This is serious painting freed from academic restraints and expansive in spirit. It treats a homely topic with affectionate generosity sharpened by high skills made subject to simplicity of arrangement. Mr. Thiebaud’s items of mass consumption, standing at attention singly or in pairs, assume a dignity equal to Van Gogh’s boots.
“Beach Eats” (2000) is a small, sensitively rendered oil of a beachside concession stand. It is the kind of finely detailed, fey image that Mr. Thiebaud has translated so successfully into drypoint etching and pastel. It made me wish the exhibition had included at least one work on paper, if only for tutorial purposes.

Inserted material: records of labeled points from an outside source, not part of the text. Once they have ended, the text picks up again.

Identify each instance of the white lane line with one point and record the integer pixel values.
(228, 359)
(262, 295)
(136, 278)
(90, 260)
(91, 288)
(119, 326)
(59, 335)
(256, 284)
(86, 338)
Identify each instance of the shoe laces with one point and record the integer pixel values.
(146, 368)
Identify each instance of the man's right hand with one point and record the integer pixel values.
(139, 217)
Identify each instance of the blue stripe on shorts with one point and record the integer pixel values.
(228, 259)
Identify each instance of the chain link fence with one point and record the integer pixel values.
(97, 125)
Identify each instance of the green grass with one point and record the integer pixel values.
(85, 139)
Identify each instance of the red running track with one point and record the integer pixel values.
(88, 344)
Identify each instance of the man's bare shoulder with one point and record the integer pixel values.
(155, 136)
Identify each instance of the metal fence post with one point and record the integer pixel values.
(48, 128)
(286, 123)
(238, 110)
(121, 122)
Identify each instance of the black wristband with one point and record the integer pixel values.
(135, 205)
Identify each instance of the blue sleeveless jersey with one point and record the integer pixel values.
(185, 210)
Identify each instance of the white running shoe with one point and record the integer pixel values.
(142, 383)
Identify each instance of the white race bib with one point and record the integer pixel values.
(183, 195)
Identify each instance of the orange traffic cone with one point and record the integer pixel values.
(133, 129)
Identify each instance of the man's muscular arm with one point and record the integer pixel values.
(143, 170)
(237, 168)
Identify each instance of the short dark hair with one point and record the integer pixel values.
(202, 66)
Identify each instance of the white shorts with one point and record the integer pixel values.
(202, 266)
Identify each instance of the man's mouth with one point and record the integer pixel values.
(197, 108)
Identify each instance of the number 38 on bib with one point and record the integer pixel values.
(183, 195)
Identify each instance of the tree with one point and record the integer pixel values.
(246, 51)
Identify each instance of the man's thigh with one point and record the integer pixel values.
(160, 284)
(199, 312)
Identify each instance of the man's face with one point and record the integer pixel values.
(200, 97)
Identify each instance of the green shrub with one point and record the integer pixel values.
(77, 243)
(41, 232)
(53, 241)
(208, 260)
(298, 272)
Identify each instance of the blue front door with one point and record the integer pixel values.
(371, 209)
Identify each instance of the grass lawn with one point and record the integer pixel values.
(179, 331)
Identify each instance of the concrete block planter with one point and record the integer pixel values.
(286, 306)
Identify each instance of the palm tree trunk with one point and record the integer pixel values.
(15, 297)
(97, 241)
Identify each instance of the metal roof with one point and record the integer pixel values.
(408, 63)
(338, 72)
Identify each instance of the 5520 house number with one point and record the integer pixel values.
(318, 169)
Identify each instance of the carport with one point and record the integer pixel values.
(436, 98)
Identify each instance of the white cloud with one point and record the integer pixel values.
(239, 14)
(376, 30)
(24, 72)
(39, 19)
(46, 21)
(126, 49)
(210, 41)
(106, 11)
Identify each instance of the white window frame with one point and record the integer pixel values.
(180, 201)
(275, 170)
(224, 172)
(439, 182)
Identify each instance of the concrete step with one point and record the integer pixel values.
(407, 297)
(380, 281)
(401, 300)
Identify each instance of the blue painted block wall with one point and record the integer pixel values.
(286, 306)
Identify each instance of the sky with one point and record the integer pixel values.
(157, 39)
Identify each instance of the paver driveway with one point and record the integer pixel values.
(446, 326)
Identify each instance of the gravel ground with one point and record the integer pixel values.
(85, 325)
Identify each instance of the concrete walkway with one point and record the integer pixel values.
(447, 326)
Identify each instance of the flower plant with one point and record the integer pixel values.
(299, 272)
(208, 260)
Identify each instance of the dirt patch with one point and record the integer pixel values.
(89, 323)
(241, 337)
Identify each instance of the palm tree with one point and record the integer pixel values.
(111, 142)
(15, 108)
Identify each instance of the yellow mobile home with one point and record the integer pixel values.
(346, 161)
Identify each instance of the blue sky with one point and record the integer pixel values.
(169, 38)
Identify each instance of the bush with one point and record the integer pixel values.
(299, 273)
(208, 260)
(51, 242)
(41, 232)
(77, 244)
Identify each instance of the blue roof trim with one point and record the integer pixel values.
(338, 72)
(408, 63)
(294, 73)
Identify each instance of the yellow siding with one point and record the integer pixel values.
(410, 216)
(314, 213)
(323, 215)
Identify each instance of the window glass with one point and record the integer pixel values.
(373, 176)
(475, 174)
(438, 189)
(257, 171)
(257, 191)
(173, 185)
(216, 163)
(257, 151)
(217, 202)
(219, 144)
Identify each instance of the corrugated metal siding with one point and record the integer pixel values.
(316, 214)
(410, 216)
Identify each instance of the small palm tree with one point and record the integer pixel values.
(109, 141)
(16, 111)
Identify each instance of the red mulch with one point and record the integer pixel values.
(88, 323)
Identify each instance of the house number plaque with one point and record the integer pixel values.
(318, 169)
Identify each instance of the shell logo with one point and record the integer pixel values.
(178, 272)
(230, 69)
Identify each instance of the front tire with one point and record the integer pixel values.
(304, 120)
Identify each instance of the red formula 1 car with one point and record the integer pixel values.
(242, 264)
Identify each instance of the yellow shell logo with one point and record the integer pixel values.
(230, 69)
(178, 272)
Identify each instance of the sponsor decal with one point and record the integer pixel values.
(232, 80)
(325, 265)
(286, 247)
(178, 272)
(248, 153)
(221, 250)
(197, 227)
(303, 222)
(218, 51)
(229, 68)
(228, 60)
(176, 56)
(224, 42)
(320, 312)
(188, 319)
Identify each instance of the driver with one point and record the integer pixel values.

The beauty of his line and delicacy of his touch are most readily seen in his prints and pastels, mediums in which everything depends on quality of line. Even color gains authority from the character of individual strokes. One look at his mastery of these linear mediums tells you everything you need to know about his distance from a Pop sensibility built on the mechanical vocabulary of mass reproduction.
Mr. Thiebaud’s exquisitely wrought, tactile paint surfaces are so thoroughly modern that they obscure a crucial point about his importance. He is that rare thing: a classicist in comic mode.
Indeed, he has a classical hand that would delight a Quattrocentro eye. That, and an affinity for the ideal that breaks through quotidian things, ensures that his work will endure long beyond contemporary fashion, beyond even the vacant sublime of Abstract Expressionism. There is something prophetic, deeply humane, about sympathy with the ordinary.
Before Wayne Thiebaud, who knew that gumball machines, beachballs, and triple-layer parfaits were among the gifts of creation?
Until December 22 (42 E. 76th St., between Park and Madison avenues, 212-737-9759).